Inflationary scenarios in Starobinsky model with higher order corrections

TL;DR

This paper explores how higher order corrections in the Starobinsky inflation model affect its potential, identifying different inflationary regimes and analyzing stability and parameter constraints for successful inflation.

Contribution

It introduces a parametrized set of higher order corrections to the Starobinsky model, analyzing resulting potential features and inflationary behaviors not previously detailed.

Findings

Identified three inflationary regimes: plateau, local maximum, and saddle point.

Derived parameter constraints for successful and non-eternal inflation.
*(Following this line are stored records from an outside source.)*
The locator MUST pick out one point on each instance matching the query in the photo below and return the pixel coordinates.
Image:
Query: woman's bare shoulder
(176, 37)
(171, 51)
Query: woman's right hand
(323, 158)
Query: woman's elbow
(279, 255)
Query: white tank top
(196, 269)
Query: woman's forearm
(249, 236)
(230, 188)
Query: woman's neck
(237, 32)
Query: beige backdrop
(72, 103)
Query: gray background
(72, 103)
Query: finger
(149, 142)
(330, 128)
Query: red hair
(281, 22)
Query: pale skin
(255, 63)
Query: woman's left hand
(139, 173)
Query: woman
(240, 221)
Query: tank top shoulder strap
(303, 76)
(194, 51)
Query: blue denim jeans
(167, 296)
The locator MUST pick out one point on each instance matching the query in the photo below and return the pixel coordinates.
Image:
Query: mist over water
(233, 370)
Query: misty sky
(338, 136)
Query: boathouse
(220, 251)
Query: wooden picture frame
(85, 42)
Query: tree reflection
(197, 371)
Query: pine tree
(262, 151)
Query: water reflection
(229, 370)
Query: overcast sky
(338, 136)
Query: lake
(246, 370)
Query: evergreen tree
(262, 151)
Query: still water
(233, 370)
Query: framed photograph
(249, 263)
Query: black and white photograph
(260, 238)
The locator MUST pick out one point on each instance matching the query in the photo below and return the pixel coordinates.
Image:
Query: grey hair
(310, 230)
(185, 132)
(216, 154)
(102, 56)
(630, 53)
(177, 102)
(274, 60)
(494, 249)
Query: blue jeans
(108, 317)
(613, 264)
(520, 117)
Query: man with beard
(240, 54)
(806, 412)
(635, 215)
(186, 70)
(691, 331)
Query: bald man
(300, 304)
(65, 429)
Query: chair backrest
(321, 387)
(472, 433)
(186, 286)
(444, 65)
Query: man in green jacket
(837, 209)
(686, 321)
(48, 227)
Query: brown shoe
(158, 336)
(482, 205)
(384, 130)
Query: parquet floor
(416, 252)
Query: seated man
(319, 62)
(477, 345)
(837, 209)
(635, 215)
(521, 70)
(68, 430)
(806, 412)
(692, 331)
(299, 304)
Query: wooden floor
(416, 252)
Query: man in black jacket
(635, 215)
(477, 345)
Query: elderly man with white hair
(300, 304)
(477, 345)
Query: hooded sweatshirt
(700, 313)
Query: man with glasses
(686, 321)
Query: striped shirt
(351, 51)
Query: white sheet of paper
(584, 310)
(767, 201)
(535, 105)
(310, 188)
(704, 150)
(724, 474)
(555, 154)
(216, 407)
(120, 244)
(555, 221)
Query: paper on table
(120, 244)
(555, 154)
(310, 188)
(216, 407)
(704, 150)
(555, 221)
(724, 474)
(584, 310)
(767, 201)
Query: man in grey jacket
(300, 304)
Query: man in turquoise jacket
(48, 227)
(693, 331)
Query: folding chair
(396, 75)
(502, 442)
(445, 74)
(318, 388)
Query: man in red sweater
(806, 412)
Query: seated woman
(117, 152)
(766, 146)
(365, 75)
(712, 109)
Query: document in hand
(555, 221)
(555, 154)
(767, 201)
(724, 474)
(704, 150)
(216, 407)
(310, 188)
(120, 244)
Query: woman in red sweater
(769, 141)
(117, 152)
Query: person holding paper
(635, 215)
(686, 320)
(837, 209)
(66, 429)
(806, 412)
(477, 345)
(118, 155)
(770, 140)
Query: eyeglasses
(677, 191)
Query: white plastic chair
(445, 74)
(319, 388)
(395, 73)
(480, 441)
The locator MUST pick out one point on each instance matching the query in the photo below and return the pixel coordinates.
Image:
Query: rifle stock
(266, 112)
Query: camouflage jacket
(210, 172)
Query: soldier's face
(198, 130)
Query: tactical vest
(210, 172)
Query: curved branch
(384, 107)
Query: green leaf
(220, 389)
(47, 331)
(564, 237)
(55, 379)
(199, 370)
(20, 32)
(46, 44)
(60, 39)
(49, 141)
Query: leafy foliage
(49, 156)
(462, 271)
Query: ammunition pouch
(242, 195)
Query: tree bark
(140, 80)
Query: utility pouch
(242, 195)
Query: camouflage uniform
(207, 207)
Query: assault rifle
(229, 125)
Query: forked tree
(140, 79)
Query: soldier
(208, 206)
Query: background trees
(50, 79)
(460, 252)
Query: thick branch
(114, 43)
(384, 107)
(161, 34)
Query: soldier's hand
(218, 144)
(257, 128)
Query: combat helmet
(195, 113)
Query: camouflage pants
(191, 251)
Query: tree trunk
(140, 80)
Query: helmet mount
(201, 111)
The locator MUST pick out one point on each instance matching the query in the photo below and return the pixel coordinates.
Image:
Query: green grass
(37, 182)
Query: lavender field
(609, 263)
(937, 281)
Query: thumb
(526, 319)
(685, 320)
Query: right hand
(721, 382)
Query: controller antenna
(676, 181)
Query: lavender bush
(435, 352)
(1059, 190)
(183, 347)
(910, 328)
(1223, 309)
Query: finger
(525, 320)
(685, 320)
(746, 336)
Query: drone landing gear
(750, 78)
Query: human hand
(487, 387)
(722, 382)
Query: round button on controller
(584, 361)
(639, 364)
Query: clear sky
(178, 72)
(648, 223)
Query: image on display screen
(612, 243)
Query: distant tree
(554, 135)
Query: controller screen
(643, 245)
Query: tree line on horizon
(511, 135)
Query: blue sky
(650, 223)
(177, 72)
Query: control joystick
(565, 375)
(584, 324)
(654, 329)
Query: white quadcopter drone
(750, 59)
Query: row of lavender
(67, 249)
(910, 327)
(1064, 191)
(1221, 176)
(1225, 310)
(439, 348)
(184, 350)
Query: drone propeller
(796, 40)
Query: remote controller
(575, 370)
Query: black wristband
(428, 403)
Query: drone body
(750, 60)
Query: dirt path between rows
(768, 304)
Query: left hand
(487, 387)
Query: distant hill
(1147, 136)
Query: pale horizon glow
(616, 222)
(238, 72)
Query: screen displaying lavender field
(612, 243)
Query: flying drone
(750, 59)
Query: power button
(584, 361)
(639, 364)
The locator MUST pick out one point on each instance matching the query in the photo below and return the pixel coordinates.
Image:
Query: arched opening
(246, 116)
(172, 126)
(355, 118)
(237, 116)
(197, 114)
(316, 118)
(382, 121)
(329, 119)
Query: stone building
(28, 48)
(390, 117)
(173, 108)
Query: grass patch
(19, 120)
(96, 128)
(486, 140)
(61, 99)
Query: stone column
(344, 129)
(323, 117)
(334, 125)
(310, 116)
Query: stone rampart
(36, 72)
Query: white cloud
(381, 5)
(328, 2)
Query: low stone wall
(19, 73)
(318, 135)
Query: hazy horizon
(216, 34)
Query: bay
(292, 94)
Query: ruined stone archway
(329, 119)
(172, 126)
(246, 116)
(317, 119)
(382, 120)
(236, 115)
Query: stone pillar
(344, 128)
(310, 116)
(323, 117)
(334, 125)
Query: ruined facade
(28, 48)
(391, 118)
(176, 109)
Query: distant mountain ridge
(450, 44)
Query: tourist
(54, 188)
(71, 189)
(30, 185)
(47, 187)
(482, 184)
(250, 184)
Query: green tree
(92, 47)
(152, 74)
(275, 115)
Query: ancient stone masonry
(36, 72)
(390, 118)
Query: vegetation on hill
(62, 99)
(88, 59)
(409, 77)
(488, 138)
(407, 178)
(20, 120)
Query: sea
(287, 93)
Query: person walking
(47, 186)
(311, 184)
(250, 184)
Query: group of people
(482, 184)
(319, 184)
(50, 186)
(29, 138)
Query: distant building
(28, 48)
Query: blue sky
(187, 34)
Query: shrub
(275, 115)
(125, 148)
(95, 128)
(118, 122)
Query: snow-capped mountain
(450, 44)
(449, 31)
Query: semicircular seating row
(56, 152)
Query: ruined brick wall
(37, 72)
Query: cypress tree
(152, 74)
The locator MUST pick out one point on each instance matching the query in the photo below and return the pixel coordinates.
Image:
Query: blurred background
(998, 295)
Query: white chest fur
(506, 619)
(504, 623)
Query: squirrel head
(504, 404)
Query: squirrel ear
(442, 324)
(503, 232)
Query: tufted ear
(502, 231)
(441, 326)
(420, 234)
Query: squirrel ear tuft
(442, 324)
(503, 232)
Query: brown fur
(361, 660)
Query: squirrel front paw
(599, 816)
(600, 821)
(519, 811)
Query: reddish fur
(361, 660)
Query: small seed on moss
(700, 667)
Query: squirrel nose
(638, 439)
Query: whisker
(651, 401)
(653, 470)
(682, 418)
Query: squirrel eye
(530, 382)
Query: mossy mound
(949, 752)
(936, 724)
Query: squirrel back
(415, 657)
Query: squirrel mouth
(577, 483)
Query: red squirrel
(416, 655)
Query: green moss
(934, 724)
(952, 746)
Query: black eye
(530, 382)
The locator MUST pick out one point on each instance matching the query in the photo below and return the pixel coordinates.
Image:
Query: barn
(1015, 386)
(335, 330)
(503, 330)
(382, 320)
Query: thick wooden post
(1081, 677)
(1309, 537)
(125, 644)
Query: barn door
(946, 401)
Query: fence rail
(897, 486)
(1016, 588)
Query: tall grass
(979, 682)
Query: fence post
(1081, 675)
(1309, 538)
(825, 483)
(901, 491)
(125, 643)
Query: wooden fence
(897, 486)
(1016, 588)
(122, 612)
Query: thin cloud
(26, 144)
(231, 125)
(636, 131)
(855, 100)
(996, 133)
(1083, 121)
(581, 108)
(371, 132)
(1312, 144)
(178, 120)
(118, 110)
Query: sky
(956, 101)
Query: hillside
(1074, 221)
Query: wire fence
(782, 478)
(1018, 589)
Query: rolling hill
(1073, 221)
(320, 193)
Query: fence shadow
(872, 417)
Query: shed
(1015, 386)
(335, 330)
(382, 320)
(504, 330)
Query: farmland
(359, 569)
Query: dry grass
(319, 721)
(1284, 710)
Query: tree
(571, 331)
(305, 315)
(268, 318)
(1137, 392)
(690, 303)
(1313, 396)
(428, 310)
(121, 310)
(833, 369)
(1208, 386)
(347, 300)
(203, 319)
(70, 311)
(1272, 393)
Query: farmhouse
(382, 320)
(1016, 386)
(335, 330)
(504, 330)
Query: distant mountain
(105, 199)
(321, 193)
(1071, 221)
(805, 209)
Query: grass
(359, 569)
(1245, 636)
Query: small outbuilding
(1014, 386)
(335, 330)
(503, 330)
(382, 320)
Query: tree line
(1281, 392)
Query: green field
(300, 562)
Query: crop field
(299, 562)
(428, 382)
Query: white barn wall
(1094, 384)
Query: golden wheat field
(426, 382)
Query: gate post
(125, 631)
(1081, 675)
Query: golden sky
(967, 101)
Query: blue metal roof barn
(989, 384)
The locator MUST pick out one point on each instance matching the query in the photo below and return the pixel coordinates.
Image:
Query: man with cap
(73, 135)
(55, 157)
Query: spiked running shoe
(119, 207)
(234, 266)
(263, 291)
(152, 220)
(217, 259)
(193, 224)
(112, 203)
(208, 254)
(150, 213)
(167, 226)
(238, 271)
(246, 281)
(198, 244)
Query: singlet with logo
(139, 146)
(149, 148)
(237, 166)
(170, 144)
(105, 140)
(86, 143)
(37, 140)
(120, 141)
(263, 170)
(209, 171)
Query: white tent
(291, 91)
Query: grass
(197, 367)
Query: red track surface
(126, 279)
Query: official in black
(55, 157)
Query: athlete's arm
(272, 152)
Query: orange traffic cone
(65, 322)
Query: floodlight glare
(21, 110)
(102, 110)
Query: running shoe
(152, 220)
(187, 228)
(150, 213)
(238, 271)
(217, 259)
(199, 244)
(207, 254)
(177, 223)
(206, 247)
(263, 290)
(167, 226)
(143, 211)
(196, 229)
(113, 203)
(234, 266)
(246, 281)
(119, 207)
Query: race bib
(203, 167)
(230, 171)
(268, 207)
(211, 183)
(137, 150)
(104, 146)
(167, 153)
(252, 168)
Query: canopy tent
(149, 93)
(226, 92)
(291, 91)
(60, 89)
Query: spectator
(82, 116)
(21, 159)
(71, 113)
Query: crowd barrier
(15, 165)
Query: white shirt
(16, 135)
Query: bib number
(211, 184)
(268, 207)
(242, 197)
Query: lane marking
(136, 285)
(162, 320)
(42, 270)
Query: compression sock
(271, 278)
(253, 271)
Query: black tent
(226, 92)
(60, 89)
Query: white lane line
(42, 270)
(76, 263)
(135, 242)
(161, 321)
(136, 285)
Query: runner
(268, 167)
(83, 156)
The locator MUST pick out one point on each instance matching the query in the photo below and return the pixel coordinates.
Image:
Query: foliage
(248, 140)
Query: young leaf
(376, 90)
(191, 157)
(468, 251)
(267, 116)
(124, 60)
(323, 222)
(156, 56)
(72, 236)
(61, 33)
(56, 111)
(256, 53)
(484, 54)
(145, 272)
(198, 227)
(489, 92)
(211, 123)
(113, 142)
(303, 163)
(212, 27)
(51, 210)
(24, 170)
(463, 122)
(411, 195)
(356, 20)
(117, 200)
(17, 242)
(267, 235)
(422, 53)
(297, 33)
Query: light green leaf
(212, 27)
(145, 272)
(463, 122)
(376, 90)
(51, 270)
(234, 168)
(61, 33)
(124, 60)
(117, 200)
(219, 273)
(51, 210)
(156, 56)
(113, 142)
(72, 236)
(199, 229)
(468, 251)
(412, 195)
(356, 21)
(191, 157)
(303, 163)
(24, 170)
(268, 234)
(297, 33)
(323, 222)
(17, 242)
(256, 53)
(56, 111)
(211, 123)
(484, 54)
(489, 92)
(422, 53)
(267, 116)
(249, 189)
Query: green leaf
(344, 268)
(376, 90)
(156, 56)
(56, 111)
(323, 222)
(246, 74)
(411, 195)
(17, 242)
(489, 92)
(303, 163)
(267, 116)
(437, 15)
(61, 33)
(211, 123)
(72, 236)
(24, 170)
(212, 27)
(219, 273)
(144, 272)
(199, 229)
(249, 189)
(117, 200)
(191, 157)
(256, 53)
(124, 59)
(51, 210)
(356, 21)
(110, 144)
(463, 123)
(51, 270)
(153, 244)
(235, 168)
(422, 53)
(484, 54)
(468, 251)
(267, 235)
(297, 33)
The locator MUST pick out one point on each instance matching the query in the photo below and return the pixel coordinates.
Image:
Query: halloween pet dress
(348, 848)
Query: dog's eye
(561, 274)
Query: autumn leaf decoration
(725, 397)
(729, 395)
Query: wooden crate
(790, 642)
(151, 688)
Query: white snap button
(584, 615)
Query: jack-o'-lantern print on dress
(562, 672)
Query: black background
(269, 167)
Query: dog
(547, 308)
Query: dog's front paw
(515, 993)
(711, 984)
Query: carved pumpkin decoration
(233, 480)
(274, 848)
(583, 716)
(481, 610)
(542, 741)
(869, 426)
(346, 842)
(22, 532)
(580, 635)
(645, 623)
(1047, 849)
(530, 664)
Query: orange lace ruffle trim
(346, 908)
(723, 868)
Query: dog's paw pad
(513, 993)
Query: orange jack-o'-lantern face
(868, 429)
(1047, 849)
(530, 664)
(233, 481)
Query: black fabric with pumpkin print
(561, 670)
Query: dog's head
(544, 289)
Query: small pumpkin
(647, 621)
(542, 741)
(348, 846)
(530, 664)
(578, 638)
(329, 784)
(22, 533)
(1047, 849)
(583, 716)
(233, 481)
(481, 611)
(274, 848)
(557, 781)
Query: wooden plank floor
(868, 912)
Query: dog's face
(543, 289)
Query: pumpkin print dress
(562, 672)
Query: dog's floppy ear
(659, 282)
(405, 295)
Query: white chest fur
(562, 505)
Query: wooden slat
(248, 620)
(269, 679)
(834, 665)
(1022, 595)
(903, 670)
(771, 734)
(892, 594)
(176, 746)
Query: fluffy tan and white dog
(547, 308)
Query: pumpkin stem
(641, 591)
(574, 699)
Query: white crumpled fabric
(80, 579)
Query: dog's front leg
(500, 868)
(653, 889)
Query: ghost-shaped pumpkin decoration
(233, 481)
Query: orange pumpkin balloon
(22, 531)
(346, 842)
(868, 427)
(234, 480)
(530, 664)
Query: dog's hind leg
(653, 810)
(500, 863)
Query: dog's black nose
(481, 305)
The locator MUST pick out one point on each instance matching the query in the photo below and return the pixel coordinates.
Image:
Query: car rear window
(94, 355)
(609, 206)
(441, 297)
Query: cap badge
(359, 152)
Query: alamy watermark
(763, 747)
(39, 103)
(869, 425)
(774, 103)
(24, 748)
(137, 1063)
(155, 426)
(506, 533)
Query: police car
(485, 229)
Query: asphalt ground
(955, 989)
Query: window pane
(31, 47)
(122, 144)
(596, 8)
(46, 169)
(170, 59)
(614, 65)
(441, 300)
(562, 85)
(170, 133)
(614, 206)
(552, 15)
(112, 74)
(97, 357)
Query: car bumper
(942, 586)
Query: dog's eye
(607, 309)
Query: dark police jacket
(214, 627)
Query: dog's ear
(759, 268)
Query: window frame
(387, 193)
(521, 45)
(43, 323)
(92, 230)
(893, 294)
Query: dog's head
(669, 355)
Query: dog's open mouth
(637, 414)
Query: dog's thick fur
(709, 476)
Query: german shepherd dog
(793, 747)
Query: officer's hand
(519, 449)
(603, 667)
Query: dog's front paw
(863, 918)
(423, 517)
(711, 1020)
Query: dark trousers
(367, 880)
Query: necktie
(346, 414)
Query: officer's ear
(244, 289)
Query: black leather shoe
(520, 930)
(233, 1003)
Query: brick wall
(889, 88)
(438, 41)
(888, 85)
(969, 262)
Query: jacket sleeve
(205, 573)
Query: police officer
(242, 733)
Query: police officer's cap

Confirmed stability of the local minimum away from the GR vacuum.

Abstract

We consider the Starobinsky inflation with a set of higher order corrections parametrised by two real coefficients $\lambda_1, \lambda_2$. In the Einstein frame we have found a potential with the Starobinsky plateau, steep slope and possibly with an additional minimum, local maximum or a saddle point. We have identified three types of inflationary behaviour that may be generated in this model: i) inflation on the plateau, ii) at the local maximum (topological inflation), iii) at the saddle point. We have found limits on parameters $\lambda_i$ and initial conditions at the Planck scale which enable successful inflation and disable eternal inflation at the plateau. We have checked that the local minimum away from the GR vacuum is stable and that the field cannot leave it neither via quantum tunnelling nor via thermal corrections.